I keep walking my own paths, and it's hard for anyone to fit into those same paths. Yeah, I'm selfish for not wanting to give up the time that I spend with horses. Or alone. I need my alone time, even from friends. Social hermit maybe?
I have never seen myself as the marrying kind. Never imagined myself in white gown or having kids. Just not my cup of tea.

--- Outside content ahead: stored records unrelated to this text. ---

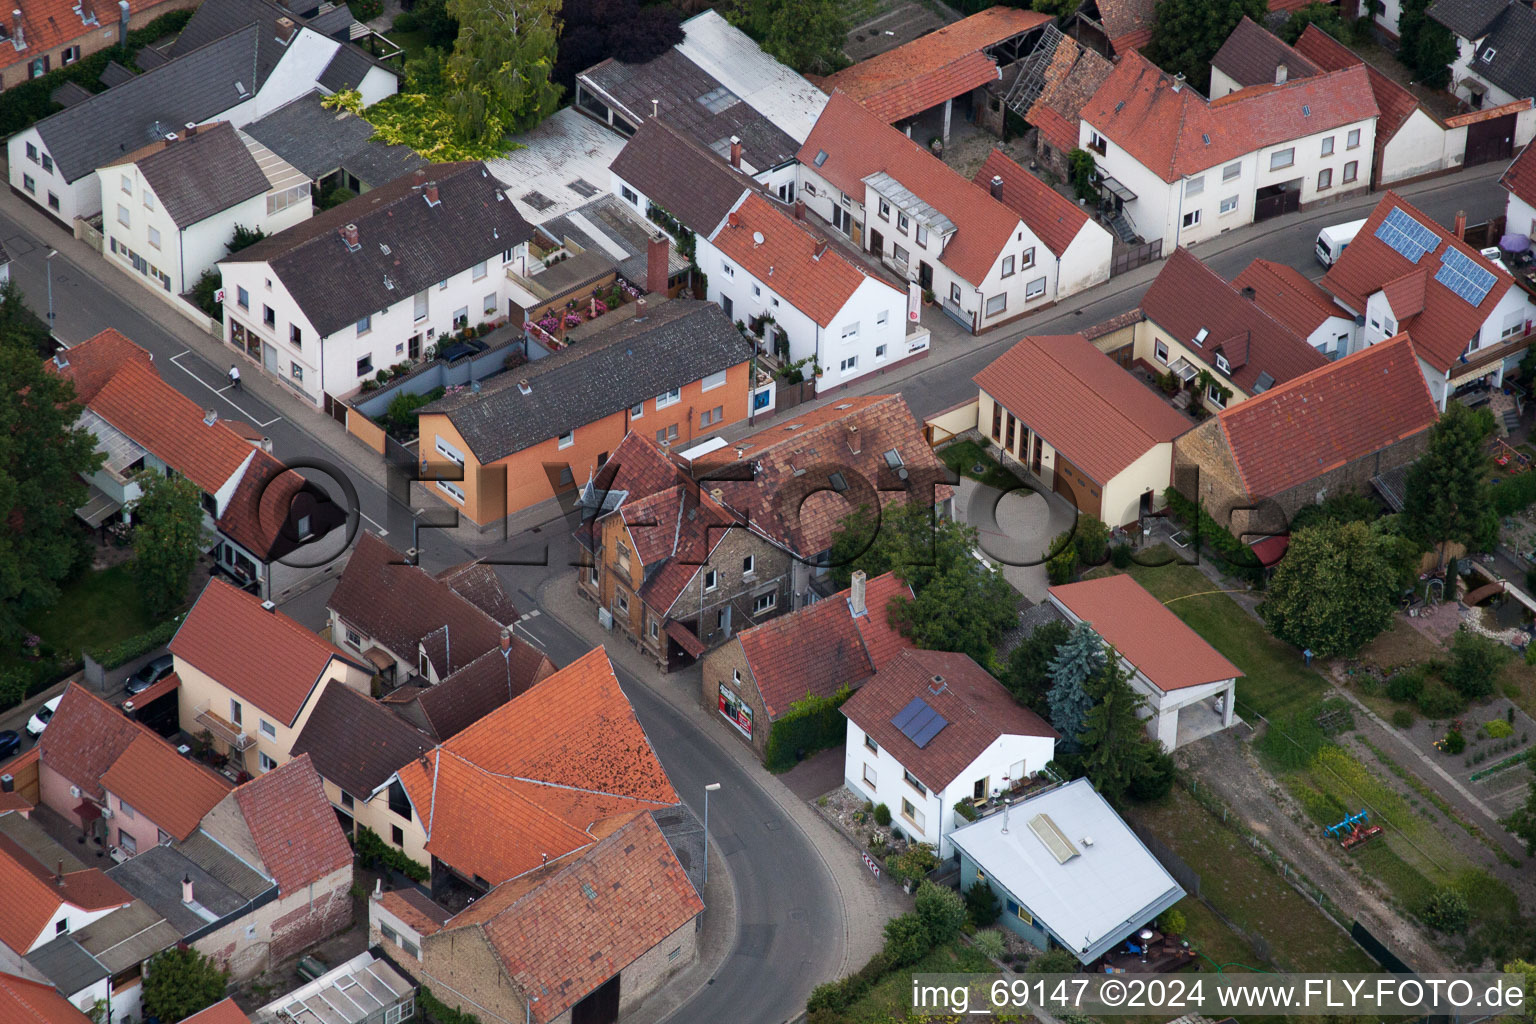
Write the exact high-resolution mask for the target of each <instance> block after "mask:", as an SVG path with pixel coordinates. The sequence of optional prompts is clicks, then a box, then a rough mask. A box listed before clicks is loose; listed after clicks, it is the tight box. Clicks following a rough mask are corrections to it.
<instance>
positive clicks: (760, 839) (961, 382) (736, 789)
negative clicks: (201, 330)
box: [0, 167, 1505, 1024]
mask: <svg viewBox="0 0 1536 1024" xmlns="http://www.w3.org/2000/svg"><path fill="white" fill-rule="evenodd" d="M1504 195H1505V193H1504V190H1502V189H1499V186H1498V170H1496V169H1491V167H1490V169H1476V170H1471V172H1464V173H1461V175H1456V177H1453V178H1444V180H1439V181H1436V183H1432V184H1428V186H1421V187H1419V189H1416V190H1413V193H1412V197H1410V198H1412V201H1413V203H1415V204H1416V206H1419V209H1422V210H1424V212H1425V213H1428V215H1430V216H1432V218H1435V220H1436V221H1439V223H1442V224H1448V223H1450V221H1452V218H1453V216H1455V213H1456V212H1458V210H1465V212H1467V220H1468V223H1473V224H1476V223H1481V221H1485V220H1488V218H1490V216H1495V215H1498V213H1501V212H1502V210H1504ZM1376 198H1379V197H1372V198H1369V200H1364V201H1355V203H1353V204H1342V206H1335V207H1326V209H1322V210H1318V212H1306V213H1303V215H1293V216H1289V218H1284V220H1281V221H1276V223H1273V224H1272V226H1260V227H1247V229H1240V230H1238V232H1235V233H1233V236H1232V238H1230V239H1227V238H1226V236H1223V238H1218V239H1213V241H1210V243H1206V244H1204V246H1200V247H1197V249H1195V250H1193V252H1195V253H1197V255H1198V256H1201V258H1203V259H1206V261H1207V263H1209V264H1210V266H1212V269H1215V270H1217V272H1218V273H1220V275H1223V276H1224V278H1227V279H1230V278H1233V276H1235V275H1236V273H1238V272H1240V270H1241V269H1243V267H1246V266H1247V264H1249V263H1250V261H1252V259H1255V258H1260V256H1263V258H1267V259H1276V261H1283V263H1289V264H1290V266H1293V267H1298V269H1301V270H1304V272H1307V273H1309V276H1321V272H1322V269H1321V267H1319V266H1318V264H1316V261H1315V259H1313V256H1312V244H1313V239H1315V238H1316V233H1318V229H1319V227H1322V226H1326V224H1333V223H1339V221H1347V220H1355V218H1359V216H1366V213H1367V212H1369V209H1370V206H1372V204H1373V201H1375V200H1376ZM5 201H6V200H0V204H3V203H5ZM9 201H17V200H14V198H12V200H9ZM58 230H60V229H57V227H49V229H48V230H45V232H40V233H34V232H29V230H26V229H23V227H22V226H20V224H18V223H17V221H15V220H12V218H9V216H6V215H3V213H0V241H3V243H5V247H6V250H8V252H9V253H11V258H12V263H11V275H12V278H14V279H15V281H17V282H18V284H20V286H22V289H23V292H25V295H26V298H28V302H29V306H32V309H35V310H38V312H43V310H46V309H48V273H46V266H45V255H46V253H48V249H49V246H51V244H54V235H52V232H58ZM60 235H61V232H60ZM52 264H54V266H52V295H54V309H55V315H57V316H55V333H57V335H58V336H60V338H63V339H66V341H69V342H78V341H83V339H84V338H89V336H91V335H94V333H95V332H98V330H101V329H104V327H115V329H118V330H121V332H123V333H124V335H127V336H129V338H132V339H134V341H135V342H138V344H140V345H143V347H144V348H147V350H149V352H152V353H154V355H155V364H157V365H158V368H160V373H161V375H163V376H164V379H167V381H169V382H170V384H172V385H174V387H177V388H178V390H180V391H183V393H186V395H189V396H190V398H192V399H194V401H197V402H198V404H201V405H207V407H212V408H215V410H218V413H220V415H221V416H226V418H233V419H241V421H246V422H249V424H252V425H257V427H260V428H261V430H263V433H264V434H267V436H270V438H272V441H273V447H275V451H276V454H278V456H280V457H290V459H292V457H316V459H326V461H329V462H333V464H335V465H336V467H339V468H343V470H346V468H347V457H346V456H344V454H343V453H339V451H335V450H332V448H330V447H329V445H327V444H326V442H324V441H321V439H319V438H316V436H315V434H312V433H310V431H309V430H306V428H304V424H303V422H293V421H290V419H286V418H284V416H281V415H280V413H278V411H276V410H273V408H272V407H270V405H267V404H264V402H261V401H260V399H258V398H255V396H253V395H252V393H249V391H244V393H229V391H227V388H226V382H224V373H226V370H227V365H215V364H212V362H209V361H207V359H204V358H201V356H200V355H197V353H195V352H189V350H187V347H186V344H183V342H181V341H180V339H178V338H177V336H175V335H172V333H170V332H167V330H164V329H163V327H161V325H160V324H158V322H157V321H155V319H154V318H151V316H146V315H144V313H143V312H140V309H138V306H143V307H144V309H154V310H155V313H157V315H160V316H167V318H169V316H175V313H170V312H169V310H163V309H161V307H160V304H158V302H157V299H154V298H151V296H147V295H146V296H144V298H143V301H141V302H137V304H135V302H129V301H124V299H123V298H121V296H118V295H117V293H115V292H112V290H111V289H108V287H103V286H101V284H100V281H104V279H109V275H114V273H115V270H112V269H111V267H108V266H104V263H101V264H97V263H92V264H91V266H77V264H74V263H71V261H69V259H68V258H66V256H63V255H60V256H55V258H54V261H52ZM1120 281H1124V278H1118V279H1117V281H1112V282H1111V284H1109V286H1106V287H1101V289H1097V290H1095V292H1092V293H1091V295H1086V296H1078V301H1077V302H1074V301H1072V299H1069V301H1068V302H1064V304H1063V306H1061V307H1058V309H1057V310H1052V312H1049V313H1048V315H1044V316H1043V318H1031V319H1029V321H1026V322H1025V324H1020V325H1017V327H1014V329H1011V330H1008V332H998V333H997V335H994V336H988V338H986V339H985V342H983V344H982V345H978V347H972V348H968V350H966V352H963V353H960V355H954V356H952V358H945V353H943V350H942V348H935V352H934V358H931V359H929V361H928V365H926V367H923V370H922V372H919V373H915V375H912V376H909V378H906V379H905V381H903V382H902V387H900V390H902V391H903V393H905V395H906V398H908V402H909V404H911V407H912V411H914V413H917V415H919V416H925V415H931V413H934V411H938V410H942V408H948V407H951V405H954V404H957V402H962V401H965V399H968V398H974V395H975V387H974V385H972V384H971V378H972V375H974V373H977V372H978V370H980V368H982V367H983V365H986V364H988V362H989V361H991V359H994V358H995V356H997V355H998V353H1000V352H1001V350H1003V348H1005V347H1006V345H1008V344H1011V342H1012V341H1014V339H1017V338H1018V336H1020V335H1023V333H1026V332H1031V333H1063V332H1071V330H1078V329H1081V327H1086V325H1091V324H1097V322H1100V321H1103V319H1107V318H1111V316H1115V315H1118V313H1121V312H1124V310H1129V309H1132V307H1134V306H1135V304H1137V302H1138V301H1140V299H1141V293H1143V292H1144V290H1146V284H1144V282H1141V284H1124V286H1120V287H1117V284H1118V282H1120ZM315 415H316V416H318V415H319V413H315ZM307 476H312V479H316V482H321V484H324V481H323V479H318V477H315V474H307ZM350 477H352V479H353V482H355V487H356V490H358V497H359V504H361V511H362V516H364V524H362V525H364V528H369V530H373V531H376V533H386V531H387V539H389V540H390V542H392V543H395V545H396V547H399V548H406V547H410V539H409V537H407V536H402V534H409V533H410V528H409V517H406V519H402V516H409V513H402V510H401V508H399V507H398V505H395V507H393V508H392V502H390V500H389V499H387V496H386V493H384V488H382V487H379V485H378V484H376V482H373V481H372V477H370V476H367V474H362V473H350ZM558 534H564V530H561V528H559V527H554V525H551V527H550V528H548V530H545V531H542V533H541V534H539V536H530V534H522V536H516V537H510V539H507V540H504V542H499V543H492V545H488V548H487V550H479V551H476V553H475V554H479V556H493V557H501V559H507V560H522V562H528V560H530V559H531V557H533V556H536V554H538V553H539V551H541V550H542V548H544V543H545V540H554V543H553V545H551V548H553V550H551V553H550V563H548V565H547V567H531V565H524V567H518V568H505V570H502V577H504V580H505V582H507V583H508V588H510V590H511V593H513V596H515V600H518V605H519V608H524V609H527V608H531V605H533V603H535V599H533V594H538V593H539V591H538V586H539V583H541V582H542V580H544V579H547V577H548V576H551V574H556V573H565V571H570V570H568V568H565V562H567V557H565V553H567V551H568V548H567V547H565V545H564V543H561V542H559V540H558V539H556V537H558ZM419 547H421V550H422V556H421V560H422V565H424V567H427V568H442V567H447V565H452V563H456V562H461V560H465V559H467V557H473V556H472V553H470V551H467V550H465V548H464V547H462V545H461V543H458V542H456V540H455V539H453V537H450V536H449V534H444V533H441V531H422V534H421V543H419ZM329 590H330V586H324V588H323V590H321V591H318V593H312V594H307V596H303V597H300V599H296V600H295V602H293V605H295V608H292V609H290V613H292V614H295V616H296V617H300V619H301V620H309V619H312V617H313V616H315V613H316V608H318V606H319V605H323V602H324V594H327V593H329ZM286 609H287V608H286ZM306 613H307V614H306ZM519 628H521V629H524V633H525V634H527V636H530V637H531V639H533V640H536V642H538V643H541V645H542V646H544V649H545V651H547V652H548V654H550V657H551V660H553V662H554V663H556V665H564V663H568V662H571V660H573V659H574V657H578V656H581V654H584V652H585V643H584V642H582V640H581V639H579V637H578V636H576V634H574V633H571V631H570V629H568V628H565V626H564V625H562V623H559V622H558V620H554V619H553V617H550V616H547V614H545V616H539V617H536V619H531V620H528V622H527V623H524V625H522V626H519ZM619 679H621V683H622V685H624V689H625V692H627V694H628V695H630V699H631V700H633V703H634V706H636V712H637V714H639V717H641V722H642V723H644V725H645V729H647V732H648V735H650V737H651V742H653V743H654V745H656V749H657V754H659V755H660V758H662V763H664V765H665V766H667V771H668V772H670V774H671V778H673V783H674V785H676V788H677V791H679V794H680V795H682V797H684V800H685V801H687V803H688V804H690V806H691V808H693V809H694V811H696V812H699V814H700V815H702V795H703V785H705V783H710V781H720V783H722V785H723V789H722V794H730V795H728V797H723V798H719V800H714V801H711V808H710V815H711V820H710V826H711V835H713V838H714V843H716V844H717V849H719V851H720V854H722V855H723V857H725V858H727V860H728V863H730V864H731V869H733V877H734V880H736V897H737V921H739V933H737V943H736V947H734V950H733V953H731V955H730V958H728V960H727V961H725V964H722V967H720V970H719V972H717V973H716V978H714V979H713V981H711V984H710V986H708V987H707V989H703V992H702V993H700V995H699V996H697V998H694V999H693V1001H691V1003H688V1004H687V1006H684V1007H682V1009H679V1010H677V1013H676V1015H674V1016H673V1018H671V1019H674V1021H679V1022H690V1024H691V1022H694V1021H697V1022H699V1024H716V1022H720V1021H731V1022H733V1024H737V1022H739V1024H780V1022H782V1021H785V1019H788V1018H791V1016H794V1015H796V1013H797V1012H799V1010H800V1009H803V1006H805V995H806V992H808V990H809V987H811V984H813V983H814V981H819V979H820V978H822V976H823V975H825V973H826V972H828V970H829V967H828V966H829V964H834V963H837V960H836V956H837V944H839V941H840V940H839V938H837V936H840V935H842V907H840V906H839V904H837V903H836V890H834V886H833V883H831V878H829V877H828V875H826V870H825V867H823V866H822V863H820V858H819V855H817V852H816V851H814V849H811V846H809V843H808V840H806V838H805V837H803V834H800V832H799V829H794V827H793V826H790V824H788V821H785V818H783V815H782V812H780V811H779V808H777V806H776V804H774V801H773V800H771V798H770V797H768V794H766V792H765V791H763V789H762V786H760V785H759V780H757V777H756V775H754V774H753V772H746V771H742V769H740V768H739V766H737V765H736V763H734V761H733V760H730V758H728V757H725V754H723V752H722V751H719V749H717V748H716V746H714V743H713V742H710V740H707V738H705V737H700V735H699V732H697V731H696V728H694V726H693V723H690V722H688V720H687V718H685V717H682V715H680V714H679V712H677V711H676V709H673V708H671V706H670V705H668V703H667V702H665V700H664V699H662V697H660V695H657V694H656V692H654V691H651V689H650V688H648V686H647V685H644V683H641V680H637V679H634V677H631V676H630V674H627V672H624V671H621V672H619Z"/></svg>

But one thing I have realized is that I'm actually happy now. I'm happy with all the small things I have. It's always a risk when adding new ingredients to the mix... Okay, getting off topic here, sorry :laugh:
I've tried to be friends with horses three times and three times they let my *kitten* fall after dragging me through trees. I'm so done with horses...I'd rather keep dating a** holes. :drinker:0 -
^haha, I've had way better luck with horses that with guys :laugh:
I actually forgot to add that problem with the guys I dated was that I ended up dropping them in the friendzone really fast. Like there is some kind of piece of me missing that would help me be actually interested in these guys. Who knows :huh:0 -
Besides the fear of losing your independence I think the big issue is trust. Do you trust people enough to believe they aren't going to rip out your soul and stomp on it in one way or another after you've fallen for them? This could happen in a variety of ways and there is nothing you can do about it. Nothing but sit and be hurt and wait for time to pass and the cuts to heal on your heart. That is the worst feeling ever and I think once someone has truly experienced it, it's a lot harder to run back out there and try again. This risk is after you've gone through all the motions of finding the "perfect" person that will fit into your life that is just right that you mesh with and enjoy spending time with. I'm just saying relationships are hard and I think sometimes people come to a point where maybe they just aren't worth the effort anymore (me).
On the other hand, I can remember my grandparents that spent their entire lives together and raised 9 children. I can look at my best friend and her husband and see how happy they are even though they have 3 kids that keep them on their toes and it was a rocky start. When I think of those examples and it isn't something that was produced in Hollywood, it gives me hope that when I'm ready I'll meet the right person and I'LL BE READY to jump in. You will be too. Good luck!0 -
I am an economist who does a lot of cost benefit analysis for my job so my view is consistent with everything else. A relationship involves tradeoffs. You give up a certain amount of independence (a cost), presumably you gain access to a person that makes your life better (a benefit). There is chance that you make a bad or suboptimal choice and miss out on other girls (risk=cost). Accountability to another person can have both costs and benefits. You can feel like you are being suffocated or even if you know you are doing the right thing you hate feeling compelled to do it. It can also lead you to make better decisions that improve your life - eat better, drive safer, work harder and advance professionally more than you otherwise would. After considering all the tradeoffs, do it when benefits are perceived to be greater than costs. Don't do it otherwise.